Netintercept and SSH Decryption

Fri Nov 21 17:22:00 CST 2003

 I'm not particularly concerned about this ability to decrypt ssh traffic.
What seemed nefarious at first (and which following the post I've seen
nobody else has investigated) isn't exactly cracking ssh to begin with.

If you follow the link that Jonathan Hutchins provided, you'll see the
product.  Click on it and you will wind up here:
http://www.sandstorm.net/products/netintercept/

A quick glance at the product description gives you this:
Decrypts SSH2 from Modified Servers 
Monitors Traffic while Invisible on the Network 
Finds Cleartext Passwords 
Offers Secure Remote Administration 
Filters or Records all Your Traffic 
Enables Users to Drill Down through Connections 
Catches Header and Port Spoofing 
Reassembles Packets into Streams 
Full-Content Inspection & Analysis 
View Email, Web Pages, and File Contents 

Note that "Modified Servers" is used in this instance.  The point here is
this device/software is designed to allow an employer to keep tabs on their
systems, and what their users are doing with them.  IANAL, but I'm pretty
sure there is precedence out there that makes this perfectly legal,
considering the systems are owned by the company, and so is the employee
while on the clock.  (Or using the systems even while off the clock, for
that matter.)

While it has been discussed that sending an e-book or some other such item
could put the company at risk, this stuff doesn't really decrypt those
anyway.  If you've independently encrypted a file, and your activity has put
you on the radar, I expect human resources would be within their rights to
terminate you if said activity is in violation of the acceptable use policy
of the company.  While it's possible there may be a company stupid enough to
use a product like this without having an AUP in place, I doubt it.  To much
$$$ at stake.

Just my $.02 Euro
Dustin

-----Original Message-----
From: owner-kclug at marauder.illiana.net
[mailto:owner-kclug at marauder.illiana.net] On Behalf Of Jonathan Hutchins
Sent: Thursday, November 20, 2003 9:35 AM
To: kclug at kclug.org
Subject: Netintercept and SSH Decryption

There's a spyware program advertised in the December SysAdmin, Netintercept
from www.sandstorm.net.  Clearly pitched for employers to spy on employee
activity, it offers some disturbing features:

"View Email, Webpages, Images & File Contents".  "Guaranteed Invisible &
Silent on Your Network".  "Custom Reports Including Cleartext Passwords".
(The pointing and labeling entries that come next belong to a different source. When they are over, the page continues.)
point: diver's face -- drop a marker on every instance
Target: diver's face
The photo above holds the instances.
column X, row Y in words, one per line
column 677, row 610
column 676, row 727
This is not exceptional, except for the hint that they're decrypting
passwords, which might not be necessary if they can link to the actual hosts
and pull them from the original password files.  

More troubling though is this:

"Patent Pending SSH & SSL Decryption".

Now, I know that the government has been pressing encryption providers to
leave back doors for NSA and other "legitimate" surveillance, but I didn't
think that SSH had caved on this.  I was under the impression that SSH was
still un-cracked.  Can they actually offer to decrypt SSH streams now?